Argumentos prós e contras não faltam. E eu fico me perguntando: E DAÍ?
Acho chato pra caramba que a maioria das coisas virem times de futebol. Não bastasse a encheção de saco da política (“A culpa não foi minha, eu votei no Aécio” dãããã), agora gostar de vinil significa renegar o CD. E curtir MP3 significa rechaçar todo o anacronismo dos bolachões. Torcidas organizadas pra todo lado. 
Acho que o meio - digital ou analógico - continua sendo meio. Transmitem sensações diferentes e, por isso mesmo, devem complementar-se (de preferência, que não se tornem o fim em si mesmos). É impossível botar o vinil pra tocar no carro, a caminho do trabalho. Na minha opinião, a ocasião é perfeita para uma playlist selecionada, diretamente do smartphone ou do pendrive. CDs foram feitos para carros! Igualzinho ao primeiro toca CD da minha família. O trajeto é curto, o tempo nem tão longo, a atenção precisa estar dividida... e dá pra ouvir só as faixas preferidas, se for o caso.

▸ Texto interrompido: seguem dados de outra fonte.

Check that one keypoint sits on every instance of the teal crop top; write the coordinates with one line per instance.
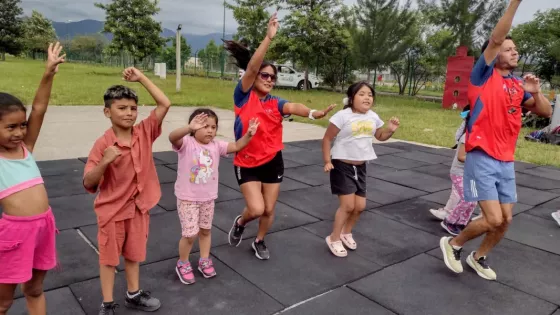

Por outro lado, o vinil traz a sensação de obra completa. É para ser ouvido sem pressa, sem a necessidade de pular de faixa - cada uma em seu lugar, com antecessoras e sucessoras. Olhando o encarte, acompanhando a letra… ou mesmo em estado de absoluta contemplação - do tempo, dos instrumentos musicais, da mixagem. Escutar "Muros e grades", do Engenheiros, é fenomenal. Mas sacar ela no contexto que é o "Várias Variáveis" faz a coisa mudar de panorama. O mesmo caso de "Division Bell", do Pink Floyd, com todas aquelas transições de faixas. O que não tira o prazer de ouvir "High Hopes" isoladamente, do primeiro ao último sino. Mas são prazeres diferentes.
Sim, até dá pra fazer isso com o CD também. Mas qual foi a última vez que você fez isso? E a questão aqui vai além do que seja “útil” ou “possível” fazer. Eu tô falando do quê que te dá prazer. Você prefere tomar vinho no copo americano, ou na taça de cristal? Aquele chopp fica melhor no copo plástico, ou na caneca gelada? 
Ainda tem toda uma discussão sobre os prós e contras do que o Steve Jobs fez com o mercado fonográfico, aquele lance de comprar músicas separadas faixa a faixa, a modernização do conceito de “singles”, as paradas musicais virtuais… E o vinil com isso. Mas isso é questão pra outra hora.